Neural search refers to the concept of search in an embedding space that is created by neural networks. Instead of searching for co-occurring n-grams to retrieve similar records, neural search uses the context-rich embeddings generated by large pre-trained language models and a distance metric in that space to define similarity between records. This similarity can be used for both use cases: for finding similar data, but also for detecting outliers.

One pre-requisite to using neural search is that you already added embeddings to the project.

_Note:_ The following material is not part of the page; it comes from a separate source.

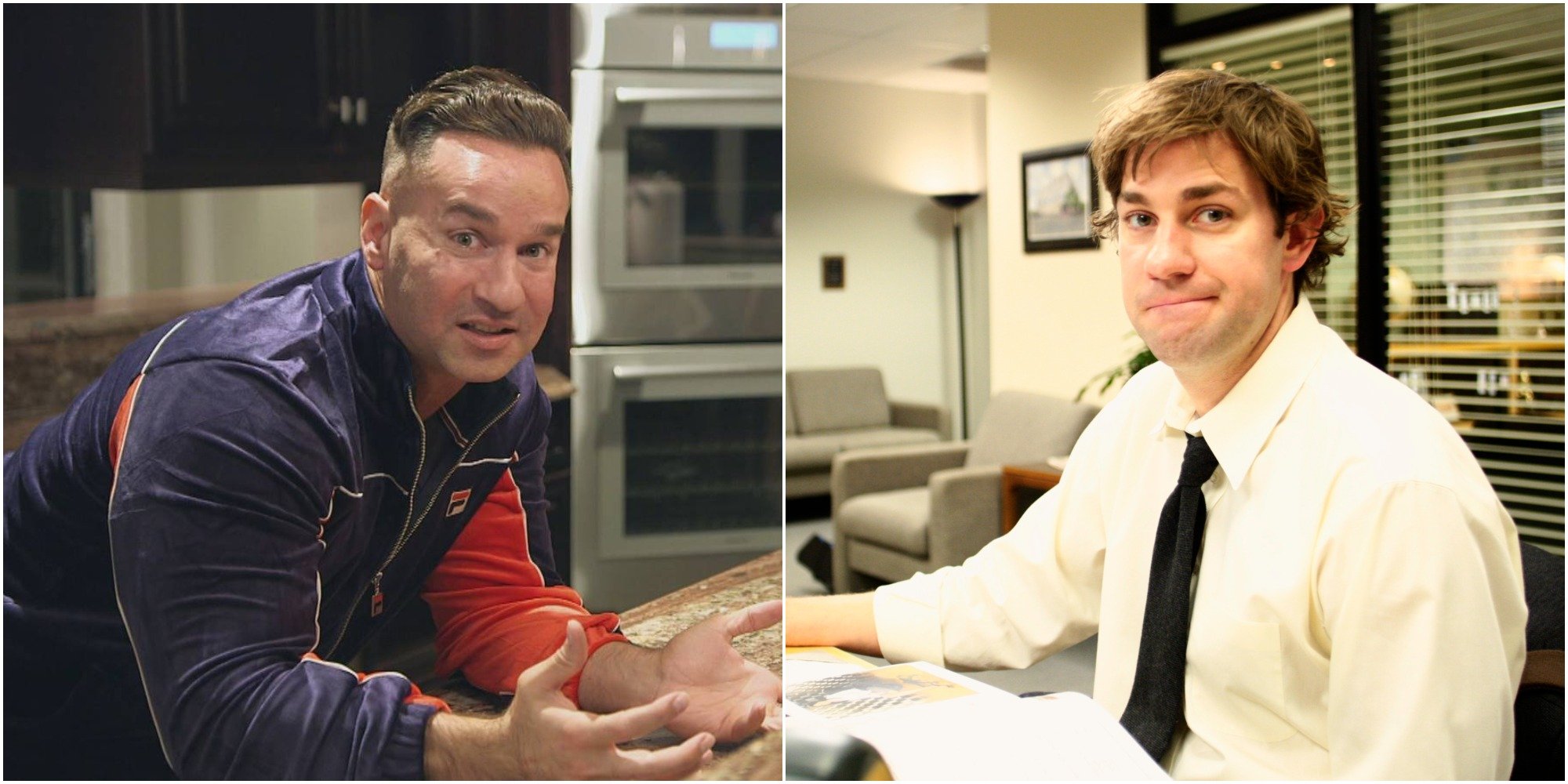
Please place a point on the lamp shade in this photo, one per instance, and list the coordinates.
(956, 201)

Every record in the data browser has the option to "find similar records" which will calculate the cosine similarity using the selected embeddings. After selecting the embedding, the data browser then displays records with descending similarity starting from the record that you requested the similarity search for (as it is the most similar to itself).

When using similarity search you cannot filter for anything else. Doing so will replace the similarity search. Similarity search cannot be saved as a data slice.

Outlier detection

We make use of vector distance comparison to find records that are - given some vector space - most likely outliers. To use this feature, we need at least one labeled record, as we compare pools of unlabeled and labeled data for this outlier detection (even though to really make sense you should have labeled more).

The outlier detection will create a data slice containing 100 records that are (on average) the most different (or least similar) from the already labeled data. The similarity will be measured by cosine distance in the embedding space. This data slice will be ordered by ascending similarity.

This feature is accessible at the very bottom of the data browser filter sidebar. Just click on the "Find outliers" button there.

Fig. 1: GIF of a user creating a static outlier data slice in the data browser.

The results of the outlier detection are heavily dependent on the vector space. Especially when used as a filter criterium for the monitoring page, you can quickly find weak spots or/and obstacles in your data, e.g. detect faulty records or completely unrelated languages.